The following pages will help you make better nutritional decisions over the next 2 months.  Food is a major part of the holiday season and is to be enjoyed.  However, we must practice restraint if we are going to stay fit. 

The 80-20 rule is great for this time of year.  None of us will eat perfectly during the holidays.  But if we are able to eat well at least 80% of the time, we should be able to maintain our current fitness level.  The remaining 20% should be used with discretion.  Use it to treat yourself to something that you may have only during Thanksgiving or Christmas or as a way to keep you motivated to be disciplined during the “tough” days. 
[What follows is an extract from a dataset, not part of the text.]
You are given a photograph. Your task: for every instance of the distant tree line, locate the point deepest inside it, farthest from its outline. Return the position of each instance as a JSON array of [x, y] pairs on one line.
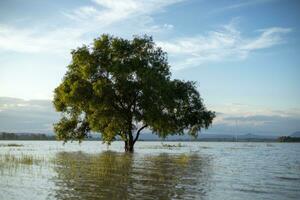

The 80-20 rule should not be applied on a daily basis but rather weekly or bi-weekly.  For example, it is more beneficial to eat well 4 days in a row with a treat on the 5th day (80/20) than it is to stick to the plan for 8 hours a day and splurge each night. 

Apply as many of the following tips as possible to your current eating habits.

  1.  Be Realistic – The holiday season is filled with many temptations and time restraints.  Setting goals is important but it is important not to set ourselves up for failure.  Determine a goal that is challenging but doable.  For example, maintaining my current weight or losing 2-5 lbs until Christmas is a good goal for me.  Losing 20lbs by January 1st is not.  Do not limit your goals to weight loss.  Performance goals are great this time of year.  I will exercise 24 times by the end of the year or I will do 2 more pull ups by Christmas are excellent examples of challenging but doable.
  2. Plan Ahead – Failing to plan is planning to fail.  This is not the time of year to fly by the seat of your pants.  Making grocery lists, planning what you will take to the holiday party, packing healthy snacks for a long day of shopping will go a long way in maintaining fitness during the holidays.
  3.  Avoid Processed Sugars – Highly processed sugars are in abundance all year long but especially during the holidays.  Because of the possibility of increased caloric intake, it’s important to avoid these sugars as much as possible on a daily basis.  If you’d like to have a dessert or baked good, feel free.  Just remember the 80/20 rule when eating this way.
  4. Eat Your Fruits and Veggies – As always fruits and vegetables should be the staple of a solid nutritional plan.  The vitamins and nutrients are unmatched and the fiber content will help you feel full.  The natural sweetness of fruit will help eliminate the cravings for all of the cookies and cakes you’ll be seeing.
  5. Eat the Christmas Nuts – Peanuts, almonds, walnuts, sunflower seeds are great snacks.  Don’t believe the hype that they are “too fatty.”  The fats in these types of foods are healthy and they help with reducing hunger pains.  Natural peanut butter and other nut butters are great as well.
  6. Stick to Lean Meats and Eggs – Getting quality protein is important.  Lean meats and eggs provide the best source of protein to help with a variety of functions not the least of which is helping you feel fuller longer.  Because protein takes longer to digest, it stays in the digestive system longer, limiting hunger.  This is important when we are staring at the homemade pies that Aunt Sally made.  If you are a vegetarian, get your proteins from beans, nuts and other products.
  7. Eat a Healthy Breakfast – A solid breakfast gets the day started properly.  Skipping it or eating a sugary cereal is a recipe for a bad day.  You’ll become tired, unmotivated and overstressed in no time if you continually live this way.  Start your day with eggs, oatmeal, fruit, vegetables and other healthy options.
  8. Drink Water – Water helps with energy levels, digestion and hunger.  It also has no calories.  If you are eating increased calories, the last thing you want to do is add in high calorie drinks like sodas, punches and alcohol.  Aim for 8-10 glasses of water per day
  9. Limit the Alcohol – Although alcohol is prevalent during the holiday season, it’s important to limit your intake.  Not only is it high in calories, it’s a depressant.  Mental and physical performance will be decreased which will increase stress levels.

What do you say? Can you try to incorporate at least three of these?